Tutto il racconto della Passione di Gesù secondo Matteo è una conferma della professione di fede di Pietro, ma è una conferma paradossale. Al sommo sacerdote, che chiede solennemente a Gesù: «Ti scongiuro, per il Dio vivente, di dirci se sei tu il Cristo, il Figlio di Dio», Gesù risponde di sì: «Tu l’hai detto» (27, 64); ma questa professione di fede viene subito dichiarata una bestemmia che merita la morte (cf. vv. 65-66) E diventa subito anche oggetto di derisione, di scherno: i presenti lo schiaffeggiano prendendolo in giro: «Fa’ il profeta per noi, Cristo! Chi è che ti ha colpito?» (v. 68); è oggetto dell’accusa davanti a Pilato («… ‘che farò di Gesù, chiamato Cristo?’. Tutti risposero: ‘Sia crocifisso!’» (27, 22); ritorna nelle prese in giro e nelle sfide sotto la croce: «È il re d’Israele; scenda ora dalla croce e crederemo in lui. Ha confidato in Dio; lo liberi lui, ora, se gli vuol bene. Ha detto infatti: “Sono Figlio di Dio”!» (vv. 42-43).  E ritornerà, finalmente, nelle parole dei pagani, del centurione e degli altri soldati sotto la croce: «Davvero costui era Figlio di Dio!» (v. 54).

Sì, non dobbiamo essere troppo duri con Pietro. Per lui, come per noi, il problema non è professare la fede a parole, anche sincere e generose, come quando Pietro diceva, qualche ora prima del suo rinnegamento: «Anche se dovessi morire con te, io non ti rinnegherò» (26, 35).
Il problema è far fronte alle irrisioni o al sarcasmo a cui la fede viene esposta (non possiamo parlare, per noi, di persecuzioni, ma certo per altri cristiani sì); è far fronte al rischio di irrilevanza della fede, all’indifferenza, o anche solo alla tentazione di considerare la fede un piccolo settore, un capitolo in definitiva secondario della nostra vita, o anche una consolazione a buon mercato.
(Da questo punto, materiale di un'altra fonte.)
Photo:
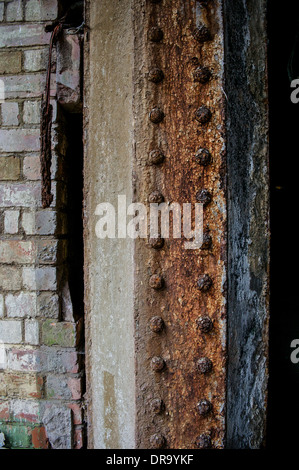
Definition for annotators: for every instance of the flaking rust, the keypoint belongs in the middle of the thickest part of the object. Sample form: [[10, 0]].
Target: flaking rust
[[191, 383]]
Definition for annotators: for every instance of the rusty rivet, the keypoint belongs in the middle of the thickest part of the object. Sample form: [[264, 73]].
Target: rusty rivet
[[156, 75], [156, 115], [204, 365], [204, 407], [204, 282], [156, 157], [156, 282], [156, 243], [158, 363], [203, 442], [202, 33], [202, 75], [203, 157], [155, 34], [157, 441], [157, 406], [156, 324], [194, 61], [204, 323], [204, 197], [156, 197], [203, 115], [206, 242]]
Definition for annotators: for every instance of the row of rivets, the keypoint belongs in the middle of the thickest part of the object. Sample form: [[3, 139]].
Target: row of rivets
[[203, 157], [156, 157]]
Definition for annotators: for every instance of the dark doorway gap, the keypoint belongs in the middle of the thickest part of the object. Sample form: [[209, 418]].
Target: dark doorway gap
[[283, 403]]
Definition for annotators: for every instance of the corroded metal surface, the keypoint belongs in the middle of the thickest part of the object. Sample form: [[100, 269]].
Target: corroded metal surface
[[180, 368]]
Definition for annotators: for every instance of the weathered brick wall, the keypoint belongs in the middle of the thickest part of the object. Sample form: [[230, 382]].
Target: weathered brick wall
[[41, 374]]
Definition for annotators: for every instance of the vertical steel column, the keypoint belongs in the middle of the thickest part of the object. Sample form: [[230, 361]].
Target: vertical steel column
[[180, 295]]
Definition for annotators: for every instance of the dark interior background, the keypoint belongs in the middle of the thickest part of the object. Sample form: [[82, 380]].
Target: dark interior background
[[283, 409]]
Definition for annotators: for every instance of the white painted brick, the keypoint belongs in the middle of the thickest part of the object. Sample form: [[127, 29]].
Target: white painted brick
[[11, 222], [28, 223], [19, 140], [24, 409], [1, 306], [1, 11], [10, 278], [27, 85], [41, 10], [11, 331], [18, 251], [36, 60], [39, 223], [24, 195], [14, 11], [32, 110], [22, 360], [38, 279], [31, 167], [10, 114], [21, 195], [23, 35], [21, 305], [32, 332]]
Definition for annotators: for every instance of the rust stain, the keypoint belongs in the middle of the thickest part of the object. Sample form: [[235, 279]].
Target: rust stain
[[194, 319], [46, 128]]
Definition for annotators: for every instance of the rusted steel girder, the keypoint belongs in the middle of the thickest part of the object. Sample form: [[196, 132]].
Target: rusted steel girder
[[180, 295]]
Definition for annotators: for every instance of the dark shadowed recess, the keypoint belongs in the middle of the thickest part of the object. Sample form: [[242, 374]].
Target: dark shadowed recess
[[283, 409]]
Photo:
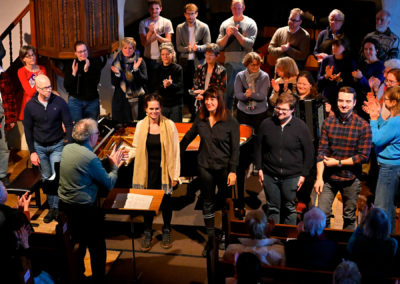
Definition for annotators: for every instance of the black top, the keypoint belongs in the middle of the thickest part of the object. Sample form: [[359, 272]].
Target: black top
[[172, 95], [286, 152], [219, 145], [153, 146], [84, 85]]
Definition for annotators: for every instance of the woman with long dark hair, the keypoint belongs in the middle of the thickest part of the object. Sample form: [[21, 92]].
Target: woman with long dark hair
[[386, 139], [218, 153]]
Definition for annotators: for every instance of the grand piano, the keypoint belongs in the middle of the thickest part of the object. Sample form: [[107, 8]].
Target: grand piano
[[123, 137]]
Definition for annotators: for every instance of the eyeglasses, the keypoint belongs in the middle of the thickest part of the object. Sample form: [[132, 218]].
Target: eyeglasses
[[48, 88], [284, 110], [390, 82], [294, 20]]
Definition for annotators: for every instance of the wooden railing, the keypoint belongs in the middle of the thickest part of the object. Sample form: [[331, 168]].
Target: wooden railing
[[18, 22]]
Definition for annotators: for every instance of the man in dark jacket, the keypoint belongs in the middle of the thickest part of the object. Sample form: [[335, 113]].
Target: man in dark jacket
[[284, 157], [81, 80], [43, 118]]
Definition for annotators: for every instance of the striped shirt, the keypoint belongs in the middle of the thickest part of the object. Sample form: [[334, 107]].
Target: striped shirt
[[343, 139]]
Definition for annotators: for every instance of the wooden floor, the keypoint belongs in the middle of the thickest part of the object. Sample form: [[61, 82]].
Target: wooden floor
[[188, 237]]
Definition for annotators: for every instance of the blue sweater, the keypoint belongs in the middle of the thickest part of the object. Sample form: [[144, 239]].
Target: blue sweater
[[386, 138]]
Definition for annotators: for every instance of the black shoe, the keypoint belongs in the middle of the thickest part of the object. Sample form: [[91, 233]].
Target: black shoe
[[146, 243], [166, 239], [5, 181], [50, 215]]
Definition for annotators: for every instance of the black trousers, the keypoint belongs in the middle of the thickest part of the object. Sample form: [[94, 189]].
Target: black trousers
[[86, 224]]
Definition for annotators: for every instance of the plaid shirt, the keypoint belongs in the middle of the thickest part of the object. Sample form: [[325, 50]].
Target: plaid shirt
[[342, 139], [8, 96]]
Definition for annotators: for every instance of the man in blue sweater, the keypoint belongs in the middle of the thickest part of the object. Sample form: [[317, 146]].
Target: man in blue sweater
[[43, 118]]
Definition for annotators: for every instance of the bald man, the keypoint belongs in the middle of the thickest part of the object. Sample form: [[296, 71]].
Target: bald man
[[43, 118]]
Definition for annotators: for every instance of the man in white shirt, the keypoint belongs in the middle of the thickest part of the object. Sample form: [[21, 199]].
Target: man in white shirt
[[236, 37], [192, 37], [153, 31]]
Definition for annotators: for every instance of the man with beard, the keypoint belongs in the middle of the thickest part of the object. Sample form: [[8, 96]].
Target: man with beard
[[345, 144]]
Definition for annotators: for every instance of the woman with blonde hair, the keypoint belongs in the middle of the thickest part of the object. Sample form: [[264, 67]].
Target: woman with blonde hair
[[28, 74], [168, 83], [129, 76], [286, 69], [157, 163]]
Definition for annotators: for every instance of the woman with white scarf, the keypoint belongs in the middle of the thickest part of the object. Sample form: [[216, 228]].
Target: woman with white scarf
[[251, 90], [157, 163]]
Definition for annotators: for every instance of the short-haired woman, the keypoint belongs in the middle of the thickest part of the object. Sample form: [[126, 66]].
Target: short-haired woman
[[28, 74], [129, 77]]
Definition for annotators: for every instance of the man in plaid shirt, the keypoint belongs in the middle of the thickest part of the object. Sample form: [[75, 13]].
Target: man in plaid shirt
[[8, 118], [345, 144]]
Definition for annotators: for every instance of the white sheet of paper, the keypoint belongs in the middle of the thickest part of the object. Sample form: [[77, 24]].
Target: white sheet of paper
[[138, 201]]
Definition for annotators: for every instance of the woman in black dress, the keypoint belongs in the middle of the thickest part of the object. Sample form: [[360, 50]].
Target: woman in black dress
[[218, 152], [157, 163]]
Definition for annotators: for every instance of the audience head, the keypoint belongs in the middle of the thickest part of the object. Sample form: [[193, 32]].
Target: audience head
[[295, 19], [85, 130], [256, 223], [153, 106], [213, 102], [237, 8], [3, 193], [390, 64], [43, 87], [286, 67], [154, 8], [81, 51], [248, 267], [314, 222], [190, 13], [376, 225], [336, 20], [284, 107], [167, 53], [393, 78], [340, 46], [392, 99], [128, 46], [252, 61], [27, 55], [347, 273], [371, 48], [346, 101], [306, 84], [382, 20]]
Se vogliamo che anche oggi, anche – in concreto – nella situazione di emergenza e crisi che stiamo vivendo, la fede sia fondamento di una speranza salda, di una parola forte di fiducia e incoraggiamento, di un impegno generoso e del dono di noi stessi nella carità, facciamo come Pietro: riconosciamo davanti a Gesù crocifisso la fragilità della nostra fede, la superficialità dei nostri propositi, chiediamone perdono e lasciamo che sia il Signore, nella sua Pasqua, a riaprire per noi la strada che ci permetterà di seguirlo fino alla fine.